Mexico has reached out to the U.S. in an attempt to solve the problem of incoming drug funds and weapons.
During Joe Biden's visit to Mexico on Monday, Mexican President Felipe Calderón asked the U.S. vice president for Washington to do more to halt the flow of weapons and drug money into Mexico.
Calderón's request came during a meeting in the presidential residence in Mexico City, where Biden is on a one-day visit. He heads to Honduras on Tuesday.
Mexico's president "repeated the urgent need to strengthen actions against the trafficking of weapons into our country and money laundering," his office said in a statement.
Mexico says U.S. weapons help fuel drug-related violence that killed at least 47,715 people in Mexico from December 2006 through September 2011.
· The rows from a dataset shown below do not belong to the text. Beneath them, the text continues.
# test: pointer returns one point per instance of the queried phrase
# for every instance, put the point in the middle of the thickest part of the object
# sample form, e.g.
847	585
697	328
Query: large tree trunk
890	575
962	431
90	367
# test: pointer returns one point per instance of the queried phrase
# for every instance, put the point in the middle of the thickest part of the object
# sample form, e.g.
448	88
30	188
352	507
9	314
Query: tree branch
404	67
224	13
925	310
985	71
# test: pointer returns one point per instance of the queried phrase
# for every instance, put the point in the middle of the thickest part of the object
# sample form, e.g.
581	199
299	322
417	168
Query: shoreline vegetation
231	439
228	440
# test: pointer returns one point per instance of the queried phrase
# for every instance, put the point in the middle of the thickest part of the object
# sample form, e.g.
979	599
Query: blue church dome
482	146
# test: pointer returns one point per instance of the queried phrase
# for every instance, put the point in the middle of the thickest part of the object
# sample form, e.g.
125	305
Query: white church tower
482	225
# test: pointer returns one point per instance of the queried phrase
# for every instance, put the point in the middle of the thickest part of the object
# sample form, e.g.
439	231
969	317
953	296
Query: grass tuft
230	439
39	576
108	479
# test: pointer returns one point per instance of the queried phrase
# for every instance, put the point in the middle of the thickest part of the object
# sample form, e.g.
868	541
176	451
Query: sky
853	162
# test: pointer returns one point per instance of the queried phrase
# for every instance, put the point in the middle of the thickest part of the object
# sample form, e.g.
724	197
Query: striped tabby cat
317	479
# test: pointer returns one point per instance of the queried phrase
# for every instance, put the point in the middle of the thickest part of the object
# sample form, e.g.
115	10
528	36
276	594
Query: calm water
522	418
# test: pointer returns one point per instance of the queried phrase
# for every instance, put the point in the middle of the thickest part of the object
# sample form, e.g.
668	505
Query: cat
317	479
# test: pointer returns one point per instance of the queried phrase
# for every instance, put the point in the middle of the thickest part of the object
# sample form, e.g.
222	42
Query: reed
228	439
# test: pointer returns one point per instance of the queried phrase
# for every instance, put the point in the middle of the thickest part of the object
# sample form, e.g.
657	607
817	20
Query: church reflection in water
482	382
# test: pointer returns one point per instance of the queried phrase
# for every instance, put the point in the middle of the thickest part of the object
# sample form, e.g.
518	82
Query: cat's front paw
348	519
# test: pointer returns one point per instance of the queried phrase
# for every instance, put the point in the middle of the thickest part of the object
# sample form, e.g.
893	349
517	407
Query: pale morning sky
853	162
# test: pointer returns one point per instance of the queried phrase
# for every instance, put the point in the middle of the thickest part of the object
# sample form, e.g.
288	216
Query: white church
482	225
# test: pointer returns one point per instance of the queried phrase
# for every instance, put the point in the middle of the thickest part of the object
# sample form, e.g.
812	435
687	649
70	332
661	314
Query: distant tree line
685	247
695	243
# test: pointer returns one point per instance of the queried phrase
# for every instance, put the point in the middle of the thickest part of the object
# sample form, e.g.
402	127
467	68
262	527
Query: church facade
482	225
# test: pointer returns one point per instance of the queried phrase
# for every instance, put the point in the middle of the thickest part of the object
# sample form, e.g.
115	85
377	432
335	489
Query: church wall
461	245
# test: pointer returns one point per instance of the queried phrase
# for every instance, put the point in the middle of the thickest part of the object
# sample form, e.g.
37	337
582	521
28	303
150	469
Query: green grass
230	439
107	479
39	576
The statement said the two leaders "reaffirmed the commitment of their government to consolidating shared responsibility, confidence and mutual respect, as the basis of cooperation in all fields."
Biden is also meeting with candidates in Mexico's July 1 elections.
Andrés Manuel López Obrador, the candidate of the leftist Democrat Revolution Party, said following his meeting with Biden that he had suggested "a new bilateral relationship with the United States based on cooperation for development."
"The problems with crime and lack of safety have their origins in the lack of welfare, and that is why it is very important that in bilateral relations, priority be given to development," said López Obrador, "so that there are jobs, welfare and we can put the country on the right track and be able to decrease migration.